One time, for Valentine’s Day, I talked with a friend of ours. He said he is not celebrating V day because he doesn’t seem to find a reason to do so. I told him only one thing, that his girlfriend might actually like celebrating it. He and I made reservations at a restaurant in the countryside and all four of us went there for dinner. The restaurant wasn’t busy as it is far from the city, it had some heart confetti on the table and a chocolate heart. Next day, our friend told me it was a fab idea, his girlfriend was happy and it was a lovely evening.
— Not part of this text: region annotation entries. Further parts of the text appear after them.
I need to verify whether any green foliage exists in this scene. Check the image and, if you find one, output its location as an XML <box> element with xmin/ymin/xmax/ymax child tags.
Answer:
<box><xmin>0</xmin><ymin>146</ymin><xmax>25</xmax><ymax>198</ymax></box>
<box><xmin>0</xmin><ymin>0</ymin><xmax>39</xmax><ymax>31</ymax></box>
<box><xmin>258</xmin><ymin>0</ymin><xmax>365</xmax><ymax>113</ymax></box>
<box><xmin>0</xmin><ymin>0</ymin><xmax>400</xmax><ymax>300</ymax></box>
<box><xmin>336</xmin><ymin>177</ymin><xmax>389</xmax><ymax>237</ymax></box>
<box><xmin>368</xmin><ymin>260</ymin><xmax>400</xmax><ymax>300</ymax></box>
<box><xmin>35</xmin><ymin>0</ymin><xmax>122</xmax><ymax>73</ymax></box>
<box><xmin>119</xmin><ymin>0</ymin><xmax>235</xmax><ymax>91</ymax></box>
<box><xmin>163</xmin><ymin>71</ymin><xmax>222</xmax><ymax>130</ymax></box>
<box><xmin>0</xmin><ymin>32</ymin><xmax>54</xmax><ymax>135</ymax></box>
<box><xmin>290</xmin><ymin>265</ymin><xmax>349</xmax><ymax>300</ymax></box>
2. Cards. I love cards. I spend a lot of time looking in shops to find the perfect one and it’s a thing I like to do. All the cards I receive in an year are going in a drawer and, after Christmas, I put them in a zip bag and they go on top of the cards from the last years. I’m not sure what happened with the cards I had before, they might be in a box in my in-laws’ loft.
3. Food, food, food. Another reason to celebrate Valentine’s Day is the food. I love preparing special meals or going to new restaurants. My husband isn’t as excited about special dinners because, if I cook, we might not even know how an ingredient or two are called. I do that, I get strange things to cook and, most of the time, I love them. Of course, we also have dessert, cake or cheesecake in a jar type of dessert, maybe biscuits and chocolate… maybe more than 1 dessert.
For Valentine’s Day we usually stay at home. I love cooking and we might prepare the meal together, as my husband is a great cook too. The only downside is that he is more traditional when it comes to food; he likes to know the names of both dishes and ingredients. Cooking together is part of the fun for us.